Bijvoorbeeld ook dat noch “de Professor” noch de Baron uiteindelijk het echte hoofdpersonage zijn. Dat échte hoofdpersonage treedt maar heel kort op, als een soort van passant eigenlijk, maar als hij optreedt, staat de wereld even stil (niet meer dan a split-second, maar Krasznahorkai weet dat ogenblik wel mooi te beschrijven), op zijn minst de wereld binnen het stadje (niet met naam genoemd, maar uit alles blijkt dat het om Gyula gaat, de geboortestad van de auteur en de ouders van Albrecht Dürer, gelegen halverwege tussen Nagyvárad en Temesvár, maar dan nog net binnen de grenzen van het huidige Hongarije; een mooi stadje, zo kan ik uit eigen ervaring zeggen, maar zoals veel van de grensstadjes aldaar volkomen ingeslapen) waar het verhaal zich grotendeels afspeelt.
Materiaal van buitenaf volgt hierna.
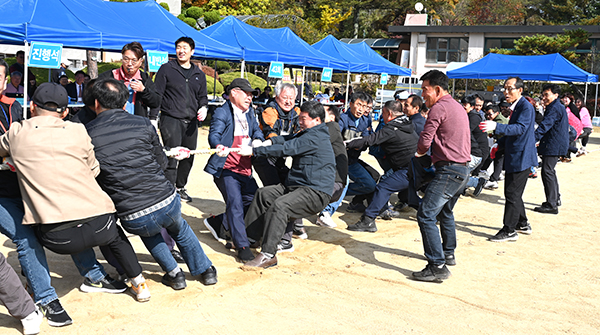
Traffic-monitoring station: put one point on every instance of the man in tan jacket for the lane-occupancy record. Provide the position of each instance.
(56, 168)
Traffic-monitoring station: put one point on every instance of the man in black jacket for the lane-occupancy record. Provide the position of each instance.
(399, 142)
(132, 163)
(308, 188)
(181, 86)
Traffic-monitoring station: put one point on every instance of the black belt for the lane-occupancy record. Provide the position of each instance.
(440, 164)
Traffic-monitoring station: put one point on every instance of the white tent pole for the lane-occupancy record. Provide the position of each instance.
(596, 100)
(25, 80)
(347, 86)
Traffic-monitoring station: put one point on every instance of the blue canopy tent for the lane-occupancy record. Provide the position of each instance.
(261, 45)
(553, 67)
(101, 25)
(372, 57)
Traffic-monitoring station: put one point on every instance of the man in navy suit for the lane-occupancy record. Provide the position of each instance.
(519, 156)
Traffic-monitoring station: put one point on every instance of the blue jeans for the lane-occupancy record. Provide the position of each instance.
(332, 207)
(439, 200)
(148, 228)
(363, 182)
(393, 182)
(32, 256)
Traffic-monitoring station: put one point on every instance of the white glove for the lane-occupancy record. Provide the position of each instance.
(246, 150)
(202, 113)
(9, 162)
(258, 143)
(486, 126)
(222, 151)
(180, 153)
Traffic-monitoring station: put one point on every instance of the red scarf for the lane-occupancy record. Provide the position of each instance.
(120, 75)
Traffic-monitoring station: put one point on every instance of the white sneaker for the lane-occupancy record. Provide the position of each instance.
(491, 185)
(325, 220)
(141, 291)
(31, 323)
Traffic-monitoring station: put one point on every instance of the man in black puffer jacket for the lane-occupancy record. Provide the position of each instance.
(132, 162)
(398, 140)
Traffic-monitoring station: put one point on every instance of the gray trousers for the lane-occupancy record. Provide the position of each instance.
(12, 293)
(273, 207)
(550, 180)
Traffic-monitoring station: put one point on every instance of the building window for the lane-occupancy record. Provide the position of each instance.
(447, 49)
(590, 47)
(498, 43)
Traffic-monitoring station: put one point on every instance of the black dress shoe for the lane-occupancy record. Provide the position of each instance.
(209, 277)
(245, 255)
(178, 257)
(546, 209)
(262, 261)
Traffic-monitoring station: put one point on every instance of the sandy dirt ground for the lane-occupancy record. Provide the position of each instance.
(342, 282)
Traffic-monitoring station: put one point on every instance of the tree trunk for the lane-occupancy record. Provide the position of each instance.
(92, 64)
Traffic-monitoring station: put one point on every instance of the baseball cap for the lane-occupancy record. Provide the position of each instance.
(242, 84)
(51, 93)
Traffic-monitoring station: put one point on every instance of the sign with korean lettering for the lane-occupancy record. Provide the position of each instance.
(326, 74)
(383, 79)
(156, 59)
(45, 55)
(276, 70)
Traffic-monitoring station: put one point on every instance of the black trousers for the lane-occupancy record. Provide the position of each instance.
(273, 207)
(514, 209)
(175, 133)
(550, 180)
(101, 231)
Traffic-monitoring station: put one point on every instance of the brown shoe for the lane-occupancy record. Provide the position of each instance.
(262, 261)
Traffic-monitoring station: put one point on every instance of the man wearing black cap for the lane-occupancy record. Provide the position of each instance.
(56, 167)
(232, 172)
(181, 86)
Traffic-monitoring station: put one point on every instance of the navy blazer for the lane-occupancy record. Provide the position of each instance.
(553, 131)
(221, 132)
(518, 138)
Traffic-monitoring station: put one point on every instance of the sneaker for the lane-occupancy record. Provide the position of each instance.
(389, 214)
(214, 224)
(31, 323)
(524, 229)
(56, 315)
(141, 291)
(183, 194)
(325, 220)
(479, 187)
(450, 260)
(177, 256)
(176, 283)
(285, 246)
(106, 285)
(300, 233)
(491, 185)
(356, 208)
(209, 277)
(433, 273)
(366, 224)
(503, 236)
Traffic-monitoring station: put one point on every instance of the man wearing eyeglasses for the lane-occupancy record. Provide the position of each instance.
(142, 94)
(520, 155)
(233, 125)
(181, 86)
Dat échte hoofdpersonage heeft ook niet zoveel te melden, behalve dat het een idioot idee is dat hij twee personages zou zijn (iets waar hij gelijk in heeft, maar waar ik niet dieper zal op ingaan, omdat u dat als lezer zelf wel mag ontdekken), maar de gevolgen van zijn passages (vooral de tweede dan) zijn enorm. De zedenles die daarmee gepaard gaat, is mij iets te veel van het ‘goede’ (ik zou meer werk van Krasznahorkai moeten lezen om er zeker van te zijn, maar hij lijkt zijn eigen volk minstens in die bladzijden te haten, iets waartoe – als ik een beetje op m’n eigen ervaringen met Hongaren mag af gaan – zeker niet meer reden is dan tot het haten van elk willekeurig volk op deze planeet), maar ik moest onwillekeurig denken aan C.S. Lewis’ De grote scheiding bij de beschrijving van die gevolgen.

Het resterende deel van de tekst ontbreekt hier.